There are a lot of things I do because I know I’m being watched, both on the Internet directly but also the growing ways my personal information is collected or I’m “digitally observed” in public. The revelations of the past few months have made clear that this is the way the world is now. In the absence of political solutions, we individually must decide what technological measures we will take in response to the widespread surveillance of average people. The only way to completely opt-out of data collection is to opt-out of modern life: banks, credit cards, mobile phones, travel, earning a paycheck. Even just being in public often means your image is being recorded, and increasingly checked against databases. It’s not been science fiction for a while now.

Perhaps you will find some of this old hat, but maybe there will be new ideas or even the encouragement to do something you “ought to” but haven’t actually gotten around to. Even if you think something’s not for you, knowing it is possible is valuable information for the future.
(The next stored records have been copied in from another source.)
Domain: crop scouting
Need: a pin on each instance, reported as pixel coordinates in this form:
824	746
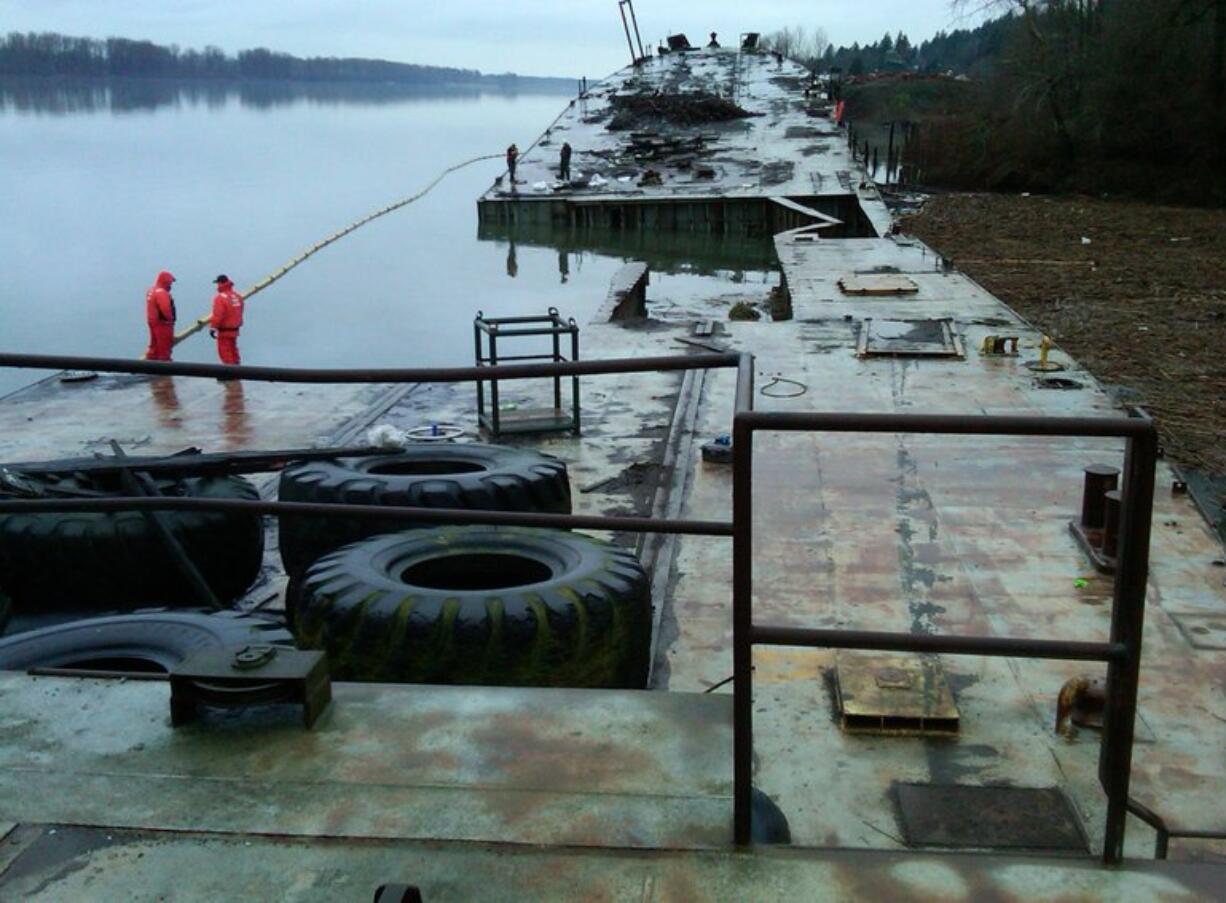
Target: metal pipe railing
937	643
1122	652
454	374
379	512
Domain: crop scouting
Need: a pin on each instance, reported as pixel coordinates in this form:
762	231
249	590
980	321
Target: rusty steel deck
910	533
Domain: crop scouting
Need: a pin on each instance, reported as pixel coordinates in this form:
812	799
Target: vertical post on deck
625	26
1127	621
493	384
476	349
742	629
574	380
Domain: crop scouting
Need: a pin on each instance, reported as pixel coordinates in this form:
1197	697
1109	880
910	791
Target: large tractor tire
427	476
150	642
495	605
106	561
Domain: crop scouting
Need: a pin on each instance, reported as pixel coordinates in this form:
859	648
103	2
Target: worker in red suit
159	315
226	320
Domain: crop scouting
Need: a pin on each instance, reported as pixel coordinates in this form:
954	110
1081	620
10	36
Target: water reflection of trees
118	96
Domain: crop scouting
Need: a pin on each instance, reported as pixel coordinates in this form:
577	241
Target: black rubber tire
552	609
101	561
146	642
470	476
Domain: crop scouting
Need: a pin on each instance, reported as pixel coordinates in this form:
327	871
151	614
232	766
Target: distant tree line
1122	96
49	54
963	50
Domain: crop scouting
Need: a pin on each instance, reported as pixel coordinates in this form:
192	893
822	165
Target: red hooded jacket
227	308
158	303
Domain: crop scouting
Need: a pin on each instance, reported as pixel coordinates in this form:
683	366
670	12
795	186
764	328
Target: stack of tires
74	570
90	561
497	605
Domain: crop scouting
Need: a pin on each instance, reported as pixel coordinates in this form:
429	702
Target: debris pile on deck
647	108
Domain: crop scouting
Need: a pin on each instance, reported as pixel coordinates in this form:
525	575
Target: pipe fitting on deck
1099	480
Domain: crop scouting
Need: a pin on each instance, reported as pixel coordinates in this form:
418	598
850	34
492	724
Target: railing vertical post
1127	621
574	380
478	362
495	414
742	629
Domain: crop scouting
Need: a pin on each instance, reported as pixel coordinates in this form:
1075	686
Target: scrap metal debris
693	108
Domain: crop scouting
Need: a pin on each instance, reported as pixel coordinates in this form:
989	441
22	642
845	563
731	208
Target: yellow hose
197	325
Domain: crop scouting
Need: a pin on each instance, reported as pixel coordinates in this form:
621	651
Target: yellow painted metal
894	695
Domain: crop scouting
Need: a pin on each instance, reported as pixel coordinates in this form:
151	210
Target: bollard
1111	523
1099	480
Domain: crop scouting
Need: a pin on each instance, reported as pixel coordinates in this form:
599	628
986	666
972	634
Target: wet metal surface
542	766
909	533
92	864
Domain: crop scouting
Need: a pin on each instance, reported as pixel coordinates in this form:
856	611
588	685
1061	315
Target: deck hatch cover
894	695
877	284
907	338
988	817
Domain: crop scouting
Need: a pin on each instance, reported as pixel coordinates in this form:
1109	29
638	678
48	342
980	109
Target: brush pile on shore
1133	290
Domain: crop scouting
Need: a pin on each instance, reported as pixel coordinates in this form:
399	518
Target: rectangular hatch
894	695
909	338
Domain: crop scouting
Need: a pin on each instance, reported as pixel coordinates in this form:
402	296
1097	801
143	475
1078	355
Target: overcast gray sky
530	37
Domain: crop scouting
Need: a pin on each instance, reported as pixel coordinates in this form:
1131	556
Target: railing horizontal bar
456	374
96	673
498	321
453	516
963	424
532	331
927	642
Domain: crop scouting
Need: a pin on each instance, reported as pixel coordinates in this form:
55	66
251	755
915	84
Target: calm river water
101	188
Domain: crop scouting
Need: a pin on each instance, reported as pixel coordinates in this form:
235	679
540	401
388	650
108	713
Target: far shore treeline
49	54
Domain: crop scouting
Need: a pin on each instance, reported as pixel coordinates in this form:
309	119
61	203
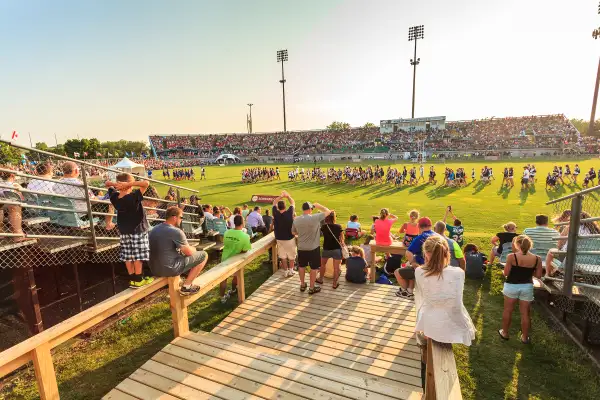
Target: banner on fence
262	198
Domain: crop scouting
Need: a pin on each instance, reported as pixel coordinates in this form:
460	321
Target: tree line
77	148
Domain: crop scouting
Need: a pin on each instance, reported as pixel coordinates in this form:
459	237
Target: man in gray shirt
171	255
308	229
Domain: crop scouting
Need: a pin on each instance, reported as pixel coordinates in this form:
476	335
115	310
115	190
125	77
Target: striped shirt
542	237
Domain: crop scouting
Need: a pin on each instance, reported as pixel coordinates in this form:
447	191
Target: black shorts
407	273
310	258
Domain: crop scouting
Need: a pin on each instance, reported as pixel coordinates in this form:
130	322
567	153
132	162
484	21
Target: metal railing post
572	240
179	205
88	203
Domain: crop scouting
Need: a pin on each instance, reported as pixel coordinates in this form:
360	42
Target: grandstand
492	135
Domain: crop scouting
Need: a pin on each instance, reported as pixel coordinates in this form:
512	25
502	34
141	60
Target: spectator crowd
492	134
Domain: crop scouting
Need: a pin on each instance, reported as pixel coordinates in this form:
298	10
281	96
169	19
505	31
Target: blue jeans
520	291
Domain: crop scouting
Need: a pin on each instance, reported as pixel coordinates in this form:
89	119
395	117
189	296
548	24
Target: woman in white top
441	314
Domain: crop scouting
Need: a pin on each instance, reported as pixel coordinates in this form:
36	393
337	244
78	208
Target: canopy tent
126	165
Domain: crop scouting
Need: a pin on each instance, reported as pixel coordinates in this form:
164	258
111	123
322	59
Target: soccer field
482	208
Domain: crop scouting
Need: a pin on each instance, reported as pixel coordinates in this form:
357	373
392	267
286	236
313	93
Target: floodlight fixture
414	34
282	55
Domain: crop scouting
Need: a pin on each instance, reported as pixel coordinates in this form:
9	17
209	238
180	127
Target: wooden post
35	303
44	372
179	313
275	257
429	379
372	266
78	286
241	286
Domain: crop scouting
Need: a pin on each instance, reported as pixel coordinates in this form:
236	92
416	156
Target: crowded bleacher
492	134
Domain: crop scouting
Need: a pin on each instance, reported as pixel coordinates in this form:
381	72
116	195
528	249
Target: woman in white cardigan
441	314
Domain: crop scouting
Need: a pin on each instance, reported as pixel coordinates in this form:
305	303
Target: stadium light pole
595	35
250	120
282	57
414	34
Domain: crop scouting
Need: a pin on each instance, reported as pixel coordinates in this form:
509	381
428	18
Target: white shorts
286	249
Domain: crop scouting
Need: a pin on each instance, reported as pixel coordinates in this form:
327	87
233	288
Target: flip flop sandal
500	332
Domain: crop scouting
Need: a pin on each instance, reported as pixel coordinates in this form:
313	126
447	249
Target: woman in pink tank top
383	226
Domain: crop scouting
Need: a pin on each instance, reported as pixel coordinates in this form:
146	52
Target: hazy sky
129	68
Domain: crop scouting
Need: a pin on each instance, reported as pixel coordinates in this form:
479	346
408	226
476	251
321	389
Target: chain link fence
56	211
578	260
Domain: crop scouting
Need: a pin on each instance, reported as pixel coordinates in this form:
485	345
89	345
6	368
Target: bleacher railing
59	218
581	259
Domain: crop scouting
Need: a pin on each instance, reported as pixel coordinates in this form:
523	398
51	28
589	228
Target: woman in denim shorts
520	268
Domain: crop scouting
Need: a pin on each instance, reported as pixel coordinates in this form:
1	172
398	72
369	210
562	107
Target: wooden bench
394	248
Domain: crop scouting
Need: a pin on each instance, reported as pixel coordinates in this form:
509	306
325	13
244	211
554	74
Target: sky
130	68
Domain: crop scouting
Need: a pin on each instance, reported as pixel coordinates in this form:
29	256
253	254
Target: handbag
345	252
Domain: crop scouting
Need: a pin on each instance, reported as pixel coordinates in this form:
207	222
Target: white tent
227	158
126	165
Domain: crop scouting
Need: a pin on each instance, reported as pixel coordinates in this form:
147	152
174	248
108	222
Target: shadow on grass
492	368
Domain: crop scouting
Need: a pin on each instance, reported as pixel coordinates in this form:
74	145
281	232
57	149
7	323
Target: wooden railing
441	375
441	379
38	348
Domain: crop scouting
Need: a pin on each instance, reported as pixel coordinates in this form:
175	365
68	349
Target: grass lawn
550	368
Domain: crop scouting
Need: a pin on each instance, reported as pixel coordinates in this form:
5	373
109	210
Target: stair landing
354	342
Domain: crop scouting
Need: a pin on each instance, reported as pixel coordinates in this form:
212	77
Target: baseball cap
424	222
307	206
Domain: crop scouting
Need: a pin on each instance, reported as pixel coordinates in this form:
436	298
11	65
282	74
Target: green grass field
552	367
482	209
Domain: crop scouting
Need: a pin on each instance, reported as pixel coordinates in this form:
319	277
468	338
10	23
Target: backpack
383	280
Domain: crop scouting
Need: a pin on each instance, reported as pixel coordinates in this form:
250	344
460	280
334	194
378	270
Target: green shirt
234	242
456	233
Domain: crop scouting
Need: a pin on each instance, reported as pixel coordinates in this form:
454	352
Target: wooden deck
355	342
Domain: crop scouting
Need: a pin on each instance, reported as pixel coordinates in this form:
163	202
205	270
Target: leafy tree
42	146
9	154
338	126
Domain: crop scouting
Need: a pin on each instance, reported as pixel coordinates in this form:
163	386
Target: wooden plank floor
355	342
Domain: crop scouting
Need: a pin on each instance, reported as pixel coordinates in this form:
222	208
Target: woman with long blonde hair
441	314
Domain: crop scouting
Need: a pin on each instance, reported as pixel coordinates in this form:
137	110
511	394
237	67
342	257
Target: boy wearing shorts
132	224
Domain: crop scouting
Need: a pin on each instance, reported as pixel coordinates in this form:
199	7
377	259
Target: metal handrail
570	196
89	164
24	175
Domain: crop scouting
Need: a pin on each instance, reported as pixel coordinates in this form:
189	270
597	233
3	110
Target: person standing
235	241
133	225
283	220
255	221
457	230
307	227
521	266
441	314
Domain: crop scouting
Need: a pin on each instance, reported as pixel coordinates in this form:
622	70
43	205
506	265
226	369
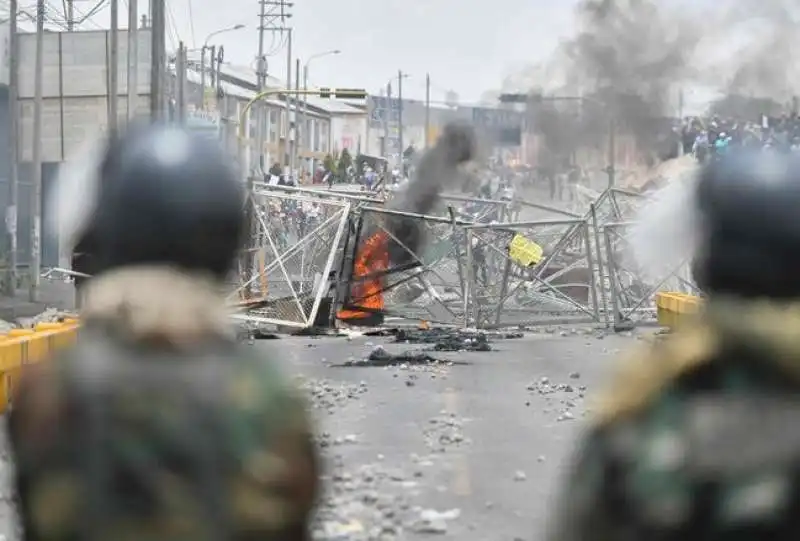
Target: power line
191	24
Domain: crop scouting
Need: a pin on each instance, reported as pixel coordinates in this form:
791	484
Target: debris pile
562	398
445	339
329	395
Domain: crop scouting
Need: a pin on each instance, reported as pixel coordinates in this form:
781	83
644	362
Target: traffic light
521	98
513	98
351	93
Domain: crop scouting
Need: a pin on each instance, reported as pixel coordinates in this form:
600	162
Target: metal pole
180	81
310	138
286	129
612	151
214	67
427	110
388	114
133	57
13	173
36	198
298	129
113	68
70	15
203	50
157	61
400	122
258	111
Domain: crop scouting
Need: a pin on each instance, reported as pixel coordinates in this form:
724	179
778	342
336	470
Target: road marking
462	485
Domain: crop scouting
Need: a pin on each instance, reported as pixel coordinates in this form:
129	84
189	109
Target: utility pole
221	106
158	60
70	15
13	172
298	129
133	57
387	114
36	197
261	74
427	110
203	51
288	128
400	121
308	138
113	68
180	81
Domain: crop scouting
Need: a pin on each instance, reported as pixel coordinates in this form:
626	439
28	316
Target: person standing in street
157	424
696	435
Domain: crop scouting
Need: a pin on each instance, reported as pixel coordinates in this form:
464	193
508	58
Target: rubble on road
51	315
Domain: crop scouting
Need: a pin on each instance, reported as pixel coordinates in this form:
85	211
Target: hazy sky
466	45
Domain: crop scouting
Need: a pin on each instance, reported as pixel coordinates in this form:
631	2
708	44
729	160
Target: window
324	136
273	125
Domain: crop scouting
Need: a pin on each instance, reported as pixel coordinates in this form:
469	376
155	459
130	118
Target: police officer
696	438
157	424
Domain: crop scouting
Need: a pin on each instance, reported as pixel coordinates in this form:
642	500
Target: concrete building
327	126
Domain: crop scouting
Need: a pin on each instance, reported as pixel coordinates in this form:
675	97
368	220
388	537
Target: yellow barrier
22	347
675	309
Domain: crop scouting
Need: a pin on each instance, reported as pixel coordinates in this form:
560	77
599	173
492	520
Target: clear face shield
75	194
666	230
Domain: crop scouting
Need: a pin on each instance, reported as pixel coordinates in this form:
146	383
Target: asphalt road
468	451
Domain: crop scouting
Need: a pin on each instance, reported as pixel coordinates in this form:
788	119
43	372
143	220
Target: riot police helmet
748	207
164	196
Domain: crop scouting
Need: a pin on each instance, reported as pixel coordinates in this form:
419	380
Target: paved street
464	451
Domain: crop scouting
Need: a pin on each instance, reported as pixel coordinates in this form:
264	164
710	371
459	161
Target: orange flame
372	259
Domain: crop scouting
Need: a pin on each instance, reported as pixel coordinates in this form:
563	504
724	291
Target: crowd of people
715	136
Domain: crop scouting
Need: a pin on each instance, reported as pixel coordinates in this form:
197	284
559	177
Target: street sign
494	119
204	122
378	110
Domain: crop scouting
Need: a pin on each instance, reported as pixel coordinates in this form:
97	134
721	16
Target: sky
467	46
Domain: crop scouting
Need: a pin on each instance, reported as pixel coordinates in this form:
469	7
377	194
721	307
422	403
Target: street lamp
203	58
302	126
221	31
399	78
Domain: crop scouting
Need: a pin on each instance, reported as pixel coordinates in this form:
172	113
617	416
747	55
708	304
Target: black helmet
166	196
749	206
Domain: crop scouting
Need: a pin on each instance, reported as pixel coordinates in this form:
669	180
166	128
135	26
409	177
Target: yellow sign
525	252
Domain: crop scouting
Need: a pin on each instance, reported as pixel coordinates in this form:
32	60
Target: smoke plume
637	61
437	171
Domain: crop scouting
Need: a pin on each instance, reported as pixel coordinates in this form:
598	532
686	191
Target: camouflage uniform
158	426
696	437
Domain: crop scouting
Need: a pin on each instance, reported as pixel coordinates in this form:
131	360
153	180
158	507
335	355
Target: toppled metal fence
294	245
467	265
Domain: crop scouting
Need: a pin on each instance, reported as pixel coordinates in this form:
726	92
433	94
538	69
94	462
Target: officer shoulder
278	483
641	377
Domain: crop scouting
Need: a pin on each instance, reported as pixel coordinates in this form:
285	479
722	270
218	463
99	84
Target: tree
345	161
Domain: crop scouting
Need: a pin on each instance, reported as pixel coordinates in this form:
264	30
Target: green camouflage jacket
696	437
156	429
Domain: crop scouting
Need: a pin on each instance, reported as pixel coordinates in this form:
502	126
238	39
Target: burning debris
391	243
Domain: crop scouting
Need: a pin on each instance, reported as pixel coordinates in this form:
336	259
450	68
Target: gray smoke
437	171
632	59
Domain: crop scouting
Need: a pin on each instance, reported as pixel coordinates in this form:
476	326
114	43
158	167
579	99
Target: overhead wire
191	25
172	27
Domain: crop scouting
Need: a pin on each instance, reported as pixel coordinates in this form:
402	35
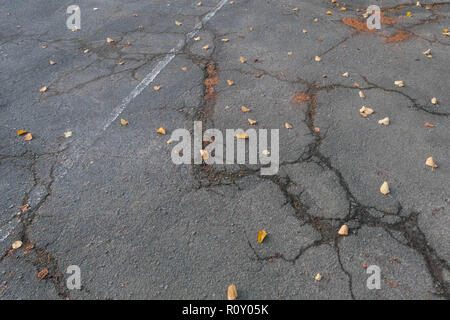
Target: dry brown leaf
17	244
204	154
430	162
343	230
384	189
261	235
232	292
42	274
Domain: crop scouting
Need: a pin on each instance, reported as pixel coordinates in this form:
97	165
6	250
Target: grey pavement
110	200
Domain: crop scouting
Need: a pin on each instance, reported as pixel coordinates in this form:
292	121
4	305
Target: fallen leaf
261	235
399	83
384	121
16	244
204	154
42	274
241	135
384	189
430	162
232	292
361	94
343	230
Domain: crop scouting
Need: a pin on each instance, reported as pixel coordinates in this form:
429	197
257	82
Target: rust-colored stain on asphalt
300	98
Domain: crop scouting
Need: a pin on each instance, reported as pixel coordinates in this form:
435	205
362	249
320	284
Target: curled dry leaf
343	230
430	162
261	235
204	154
17	244
384	121
384	189
232	292
242	135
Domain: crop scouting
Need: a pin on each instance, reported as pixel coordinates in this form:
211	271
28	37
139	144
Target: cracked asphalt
110	200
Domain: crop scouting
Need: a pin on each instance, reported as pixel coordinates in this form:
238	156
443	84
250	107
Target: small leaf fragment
430	162
17	244
384	121
343	230
232	292
384	189
261	235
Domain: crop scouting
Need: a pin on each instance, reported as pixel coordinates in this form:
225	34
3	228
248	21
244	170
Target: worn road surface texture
110	200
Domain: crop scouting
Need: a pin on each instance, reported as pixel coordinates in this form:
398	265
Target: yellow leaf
232	292
241	135
261	235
I’m going to try to avoid most of the political discussion surrounding this topic and stick to the practical. But one of the reasons I do go through all this trouble is to push back against a dreary non-controversial world of constant surveillance, where privacy is a luxury good and most people have to live with the knowledge that everything they say or do or buy or read will be compiled into a dossier that can be consulted by sufficiently interested parties. The “safety” of conformity is the most astoundingly depressing future I can imagine.

A little about me:

I’m just this average nerd, you know? I’m not a security researcher or cryptographer, I’m not fond of that level of math to be honest. But I’ve been working with computers for a very long time and have learned from my security researcher and cryptographer friends and colleagues that I am right to be wary of how the vast amount of digital data I generate can be used. You will find I talk a lot about the concerns of residents of big cities, frequent travelers and users of Apple technologies, because I am all those things. I invite others to contribute their experiences, and welcome recommendations for guest posts. (Windows people, I’m looking at you!)

I hope you find this effort valuable, and invite you to learn along with me.